Authors: Bailey Bristol
As he approached, Addie laid her violin in its case and arranged a soft paisley scarf over the instrument before snapping the lid shut. She must have sensed someone behind her, because she turned, her expression brightening at the sight of him. But a moment later it turned puzzled.
“What?”
Jess simply stood there grinning and shrugging his shoulders.
“Jess Pepper, you’re going to have to do better than that. I’m not a mind reader, you know.”
Jess took a step closer and shrugged again. His mouth moved and he took a breath to speak, but no words came.
Suddenly, Addie seemed to comprehend, and her hands flew to her cheeks. “You didn’t like it!”
Jess stepped forward to take her arms in reassurance, her fear instantly loosening his tongue. “Oh, Addie!
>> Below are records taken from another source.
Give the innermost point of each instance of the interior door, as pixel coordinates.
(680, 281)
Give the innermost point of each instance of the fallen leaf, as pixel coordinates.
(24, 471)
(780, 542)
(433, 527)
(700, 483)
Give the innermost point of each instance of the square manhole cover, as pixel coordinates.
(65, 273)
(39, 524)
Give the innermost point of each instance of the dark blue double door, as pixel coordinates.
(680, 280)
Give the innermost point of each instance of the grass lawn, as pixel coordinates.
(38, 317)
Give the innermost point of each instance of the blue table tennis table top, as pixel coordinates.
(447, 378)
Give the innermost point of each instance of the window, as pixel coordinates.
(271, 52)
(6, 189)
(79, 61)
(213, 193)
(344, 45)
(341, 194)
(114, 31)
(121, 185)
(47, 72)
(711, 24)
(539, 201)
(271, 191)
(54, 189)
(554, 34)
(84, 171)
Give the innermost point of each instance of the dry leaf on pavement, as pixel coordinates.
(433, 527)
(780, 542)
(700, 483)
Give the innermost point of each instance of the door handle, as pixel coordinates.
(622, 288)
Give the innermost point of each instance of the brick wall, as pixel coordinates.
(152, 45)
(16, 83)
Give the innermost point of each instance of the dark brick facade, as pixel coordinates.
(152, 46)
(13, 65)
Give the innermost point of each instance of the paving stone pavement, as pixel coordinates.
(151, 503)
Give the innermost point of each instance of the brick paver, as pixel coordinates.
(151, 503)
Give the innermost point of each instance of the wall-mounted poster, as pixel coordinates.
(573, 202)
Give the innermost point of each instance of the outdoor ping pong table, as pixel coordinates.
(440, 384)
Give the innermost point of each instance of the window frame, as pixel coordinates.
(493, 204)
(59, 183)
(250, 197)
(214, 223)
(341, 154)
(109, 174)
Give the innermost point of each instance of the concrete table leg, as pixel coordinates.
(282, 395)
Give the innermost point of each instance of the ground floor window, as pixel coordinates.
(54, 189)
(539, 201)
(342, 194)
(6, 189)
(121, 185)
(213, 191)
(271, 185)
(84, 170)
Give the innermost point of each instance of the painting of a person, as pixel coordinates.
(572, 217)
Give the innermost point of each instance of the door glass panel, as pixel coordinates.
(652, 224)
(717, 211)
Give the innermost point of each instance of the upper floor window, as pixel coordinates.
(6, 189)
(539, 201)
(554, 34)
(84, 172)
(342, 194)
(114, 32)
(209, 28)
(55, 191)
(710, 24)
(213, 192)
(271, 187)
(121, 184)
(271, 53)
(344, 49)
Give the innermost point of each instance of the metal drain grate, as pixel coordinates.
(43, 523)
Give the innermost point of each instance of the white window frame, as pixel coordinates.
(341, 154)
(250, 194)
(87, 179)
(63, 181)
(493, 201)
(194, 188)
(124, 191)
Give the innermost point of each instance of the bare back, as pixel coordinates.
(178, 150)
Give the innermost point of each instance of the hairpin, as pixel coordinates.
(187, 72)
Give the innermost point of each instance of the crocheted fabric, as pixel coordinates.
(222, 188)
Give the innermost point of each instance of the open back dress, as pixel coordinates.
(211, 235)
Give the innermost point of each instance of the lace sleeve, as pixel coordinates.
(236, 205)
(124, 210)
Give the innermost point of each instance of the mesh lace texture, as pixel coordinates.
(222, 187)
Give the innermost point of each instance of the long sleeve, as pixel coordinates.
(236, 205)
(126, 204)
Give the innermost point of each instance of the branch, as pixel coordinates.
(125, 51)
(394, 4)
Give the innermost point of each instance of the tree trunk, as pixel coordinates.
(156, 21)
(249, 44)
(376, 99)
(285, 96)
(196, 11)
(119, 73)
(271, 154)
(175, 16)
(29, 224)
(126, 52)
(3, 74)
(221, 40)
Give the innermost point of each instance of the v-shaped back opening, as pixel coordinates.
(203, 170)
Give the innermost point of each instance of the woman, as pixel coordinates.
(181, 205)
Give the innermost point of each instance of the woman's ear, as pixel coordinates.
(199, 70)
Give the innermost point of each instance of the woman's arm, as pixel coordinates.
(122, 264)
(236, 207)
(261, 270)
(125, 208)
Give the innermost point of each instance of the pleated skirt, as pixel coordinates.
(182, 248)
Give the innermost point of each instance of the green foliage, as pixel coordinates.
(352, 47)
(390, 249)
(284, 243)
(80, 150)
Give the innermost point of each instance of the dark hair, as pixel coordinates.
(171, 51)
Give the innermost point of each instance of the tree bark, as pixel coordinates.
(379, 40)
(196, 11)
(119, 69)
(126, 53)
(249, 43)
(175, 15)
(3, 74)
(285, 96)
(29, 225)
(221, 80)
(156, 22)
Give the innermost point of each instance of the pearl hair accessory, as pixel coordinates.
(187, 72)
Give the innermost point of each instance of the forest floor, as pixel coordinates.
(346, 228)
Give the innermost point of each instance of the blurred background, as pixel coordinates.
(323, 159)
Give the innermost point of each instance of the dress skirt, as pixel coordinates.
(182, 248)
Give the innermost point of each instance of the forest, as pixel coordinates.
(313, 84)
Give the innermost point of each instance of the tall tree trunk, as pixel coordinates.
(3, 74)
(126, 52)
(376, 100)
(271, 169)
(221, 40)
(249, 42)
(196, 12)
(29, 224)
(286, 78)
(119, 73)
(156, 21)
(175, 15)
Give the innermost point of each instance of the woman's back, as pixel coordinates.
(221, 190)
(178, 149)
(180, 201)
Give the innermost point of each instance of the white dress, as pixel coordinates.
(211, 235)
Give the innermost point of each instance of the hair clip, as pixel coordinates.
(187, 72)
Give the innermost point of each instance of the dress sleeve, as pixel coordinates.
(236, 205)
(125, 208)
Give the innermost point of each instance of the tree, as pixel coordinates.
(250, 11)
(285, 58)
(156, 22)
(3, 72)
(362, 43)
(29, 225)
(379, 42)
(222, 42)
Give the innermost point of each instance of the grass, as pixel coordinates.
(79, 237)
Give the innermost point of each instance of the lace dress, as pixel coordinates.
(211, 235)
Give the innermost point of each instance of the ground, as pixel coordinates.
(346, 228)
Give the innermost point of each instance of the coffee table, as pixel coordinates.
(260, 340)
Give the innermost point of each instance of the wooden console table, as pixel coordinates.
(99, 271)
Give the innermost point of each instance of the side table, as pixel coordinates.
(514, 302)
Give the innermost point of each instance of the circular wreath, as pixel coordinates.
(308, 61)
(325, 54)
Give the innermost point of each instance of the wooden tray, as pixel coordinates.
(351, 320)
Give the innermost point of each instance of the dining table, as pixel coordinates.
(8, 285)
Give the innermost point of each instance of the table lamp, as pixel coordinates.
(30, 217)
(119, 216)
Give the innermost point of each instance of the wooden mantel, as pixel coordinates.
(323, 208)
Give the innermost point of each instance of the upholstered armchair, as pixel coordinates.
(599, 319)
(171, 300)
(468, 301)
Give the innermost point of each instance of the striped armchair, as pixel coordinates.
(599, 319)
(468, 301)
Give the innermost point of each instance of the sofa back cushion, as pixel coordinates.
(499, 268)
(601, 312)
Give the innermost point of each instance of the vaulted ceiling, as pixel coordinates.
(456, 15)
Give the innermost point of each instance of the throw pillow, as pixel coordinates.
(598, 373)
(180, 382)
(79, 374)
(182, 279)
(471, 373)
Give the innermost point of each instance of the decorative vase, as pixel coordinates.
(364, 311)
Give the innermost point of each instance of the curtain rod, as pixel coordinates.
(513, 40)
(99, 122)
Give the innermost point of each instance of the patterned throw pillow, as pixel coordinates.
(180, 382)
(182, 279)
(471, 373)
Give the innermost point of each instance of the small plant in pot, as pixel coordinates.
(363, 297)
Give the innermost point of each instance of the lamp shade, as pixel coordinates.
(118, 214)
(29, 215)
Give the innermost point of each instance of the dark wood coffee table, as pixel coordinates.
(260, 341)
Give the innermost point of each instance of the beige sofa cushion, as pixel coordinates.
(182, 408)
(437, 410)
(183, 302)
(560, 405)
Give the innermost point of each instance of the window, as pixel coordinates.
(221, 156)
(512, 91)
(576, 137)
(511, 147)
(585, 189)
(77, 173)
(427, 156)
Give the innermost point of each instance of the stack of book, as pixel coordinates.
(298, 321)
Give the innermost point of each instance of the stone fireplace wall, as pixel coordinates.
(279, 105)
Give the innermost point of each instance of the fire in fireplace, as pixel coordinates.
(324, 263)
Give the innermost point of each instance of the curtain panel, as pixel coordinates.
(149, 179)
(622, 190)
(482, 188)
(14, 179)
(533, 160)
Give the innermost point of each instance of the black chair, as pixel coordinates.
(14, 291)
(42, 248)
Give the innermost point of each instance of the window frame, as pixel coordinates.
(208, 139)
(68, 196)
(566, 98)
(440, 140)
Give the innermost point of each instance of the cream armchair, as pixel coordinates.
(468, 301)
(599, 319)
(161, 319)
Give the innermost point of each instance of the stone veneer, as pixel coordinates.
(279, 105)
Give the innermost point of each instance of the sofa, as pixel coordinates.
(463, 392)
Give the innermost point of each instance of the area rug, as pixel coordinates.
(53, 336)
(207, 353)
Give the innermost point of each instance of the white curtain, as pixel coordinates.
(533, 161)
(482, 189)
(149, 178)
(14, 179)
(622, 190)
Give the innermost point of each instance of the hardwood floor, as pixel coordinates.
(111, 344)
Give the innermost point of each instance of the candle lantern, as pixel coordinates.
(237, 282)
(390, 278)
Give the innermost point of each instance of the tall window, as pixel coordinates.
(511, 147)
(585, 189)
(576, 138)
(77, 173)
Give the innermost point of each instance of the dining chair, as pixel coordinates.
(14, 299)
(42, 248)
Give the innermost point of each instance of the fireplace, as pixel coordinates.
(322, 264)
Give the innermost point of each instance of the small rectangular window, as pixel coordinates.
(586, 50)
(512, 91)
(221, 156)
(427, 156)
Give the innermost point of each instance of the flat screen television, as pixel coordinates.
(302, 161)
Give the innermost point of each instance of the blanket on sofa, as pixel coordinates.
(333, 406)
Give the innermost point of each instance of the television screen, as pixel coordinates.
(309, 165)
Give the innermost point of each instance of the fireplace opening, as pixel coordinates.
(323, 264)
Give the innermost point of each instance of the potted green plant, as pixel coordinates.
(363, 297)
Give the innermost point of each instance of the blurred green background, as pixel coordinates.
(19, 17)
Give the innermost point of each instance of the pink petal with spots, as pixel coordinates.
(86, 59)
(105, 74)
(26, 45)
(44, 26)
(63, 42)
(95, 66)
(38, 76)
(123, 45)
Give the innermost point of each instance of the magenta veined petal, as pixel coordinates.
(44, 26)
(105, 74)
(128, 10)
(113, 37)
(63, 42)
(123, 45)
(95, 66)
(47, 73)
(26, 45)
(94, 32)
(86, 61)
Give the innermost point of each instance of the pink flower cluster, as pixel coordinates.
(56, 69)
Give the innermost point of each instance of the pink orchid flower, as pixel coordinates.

No, absolutely not!” Couldn’t she see what her music had done to him? How it had robbed him of his voice? “I mean, you were wonderful. Magnificent. Incomparable. Unparalleled. Incredible.”
“Oh, stop it!” Addie grinned and blushed, and backed a step with each word, as Jess advanced toward her with each accolade. But on the third step, her back made contact with the wall of ivy, and Jess kept moving toward her until he’d pressed her into its soft, green embrace. Then he moved another inch until his Sunday boots straddled her Sunday pumps.
Addie put her hands up to stop his advance, and they rested light and trembling on his black vest. The adrenaline haze still inhabited her sparkling eyes. He covered her hands with his and let his thumbs stroke the fingers that made the music that had nearly driven him out of his skull.
Now he spoke, softly, wanting only Addie to hear.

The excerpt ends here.